The Center for Disease Control and Prevention maintains information on vaccinations and other health precautions.
For information about outbreaks of infectious diseases abroad, consult the World Health Organization (WHO) website (https://www.who.int/). The WHO website also contains additional health information for travelers, including detailed country-specific health information.

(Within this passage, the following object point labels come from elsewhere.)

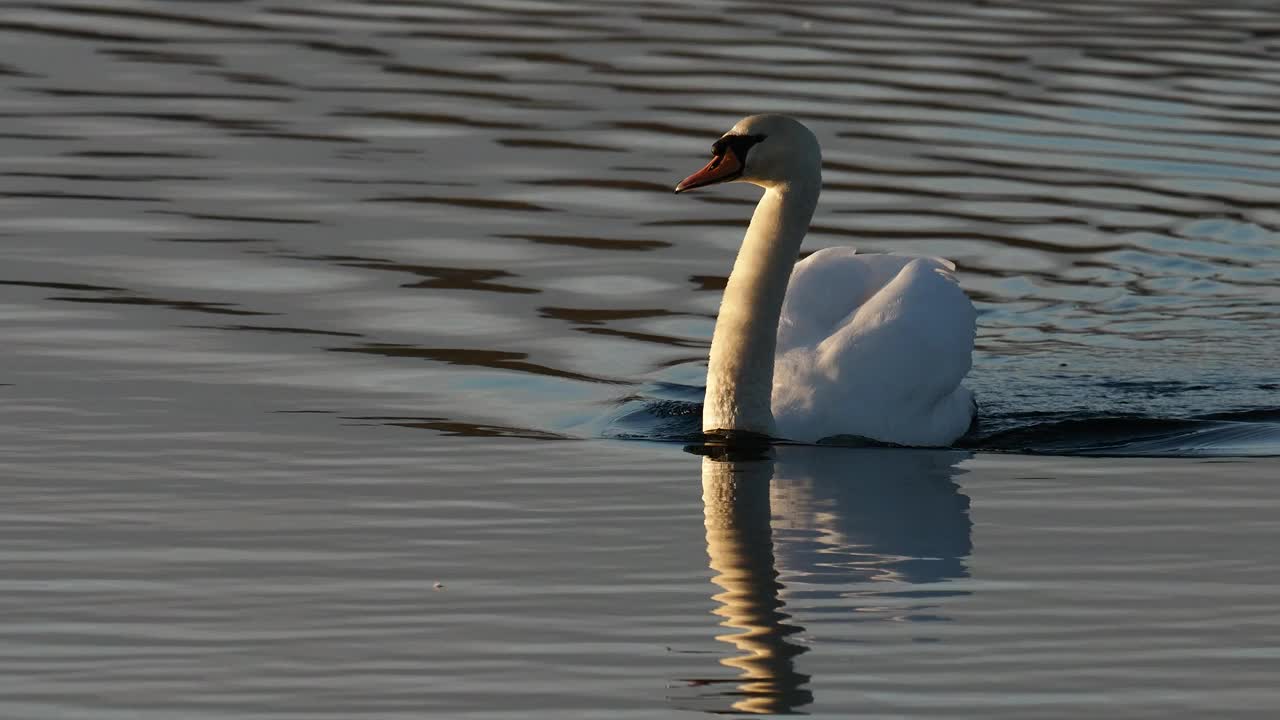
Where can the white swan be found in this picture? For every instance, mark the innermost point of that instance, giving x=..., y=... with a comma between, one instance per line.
x=872, y=346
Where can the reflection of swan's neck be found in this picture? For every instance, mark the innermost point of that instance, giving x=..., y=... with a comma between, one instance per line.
x=740, y=373
x=740, y=545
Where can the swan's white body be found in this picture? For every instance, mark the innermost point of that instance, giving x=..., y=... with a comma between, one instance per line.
x=872, y=346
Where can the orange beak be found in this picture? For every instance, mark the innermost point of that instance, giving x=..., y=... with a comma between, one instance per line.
x=722, y=168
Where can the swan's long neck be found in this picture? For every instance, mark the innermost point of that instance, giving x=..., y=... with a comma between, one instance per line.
x=740, y=372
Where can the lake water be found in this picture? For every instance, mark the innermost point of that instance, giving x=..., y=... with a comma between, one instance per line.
x=352, y=350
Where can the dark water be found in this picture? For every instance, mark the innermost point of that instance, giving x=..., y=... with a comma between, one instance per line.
x=289, y=292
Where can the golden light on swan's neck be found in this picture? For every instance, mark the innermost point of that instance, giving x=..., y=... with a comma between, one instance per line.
x=740, y=547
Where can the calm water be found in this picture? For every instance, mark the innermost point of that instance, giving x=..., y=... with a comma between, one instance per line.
x=325, y=324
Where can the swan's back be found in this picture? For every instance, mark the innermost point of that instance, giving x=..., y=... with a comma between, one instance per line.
x=873, y=346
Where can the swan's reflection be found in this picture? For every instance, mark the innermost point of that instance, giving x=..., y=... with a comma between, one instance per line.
x=824, y=516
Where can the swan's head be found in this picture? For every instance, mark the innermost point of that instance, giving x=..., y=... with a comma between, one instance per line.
x=764, y=150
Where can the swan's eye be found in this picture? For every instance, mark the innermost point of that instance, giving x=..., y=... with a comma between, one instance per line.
x=737, y=144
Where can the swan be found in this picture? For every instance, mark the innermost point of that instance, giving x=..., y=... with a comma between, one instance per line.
x=871, y=346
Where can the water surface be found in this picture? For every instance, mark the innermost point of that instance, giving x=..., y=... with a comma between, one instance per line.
x=311, y=306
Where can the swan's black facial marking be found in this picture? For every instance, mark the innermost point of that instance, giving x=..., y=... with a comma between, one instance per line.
x=728, y=159
x=736, y=144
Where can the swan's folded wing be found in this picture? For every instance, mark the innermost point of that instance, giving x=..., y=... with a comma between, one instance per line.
x=878, y=350
x=914, y=335
x=828, y=286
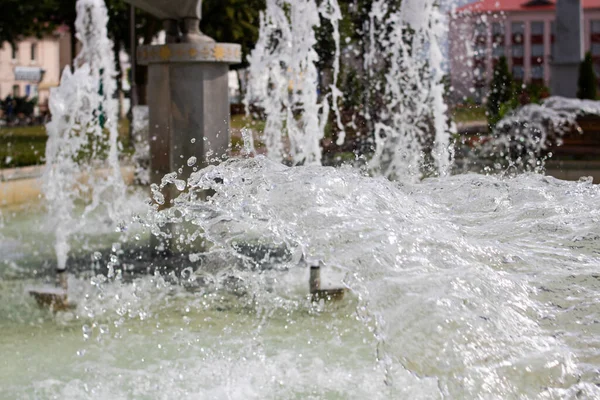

Local time, business hours, and holidays:
Government offices are open for business from 7:45 a.m. to 12 noon and from 1:30 p.m. to 4:30 p.m. Monday through Thursday and Saturday, but they are closed on Fridays and Sundays. The Ministry of Defense is the only ministry open on Fridays and closed on Saturdays. By law, everything in Brunei is closed on Fridays from 12 noon to 2:00 p.m. for Friday prayers. Most shopping centers are open daily from 10 a.m. to 10 p.m. including Sundays. Private offices generally conduct business from 8 a.m. to 5 p.m. on weekdays and from 8 a.m. to 12 noon on Saturdays. Banks generally open from 9 a.m. to 3 p.m. on weekdays and from 9 a.m. to 11 a.m. on Saturdays. Some banks have branches open seven days a week until late. Most have ATMs and can exchange foreign currency. During Ramadhan, government work hours and other business hours may be shortened to facilitate personnel who are fasting. In late 2012, a government ruling was announced that all businesses must close for two hours every Friday from 12 noon to 2 p.m. to respect Muslim prayer times.
2021 Official Holidays
Temporary Entry of Materials and Personal Belongings:
There is no sales tax in Brunei. Arriving passengers over 17 years old are eligible to import 60 ml of perfume and 250 ml of eau de toilette. Non-Muslims at least 17 years old may bring in up to two bottles of liquor or wine and 12 cans of beer for personal consumption, but these goods must be declared to customs upon entry.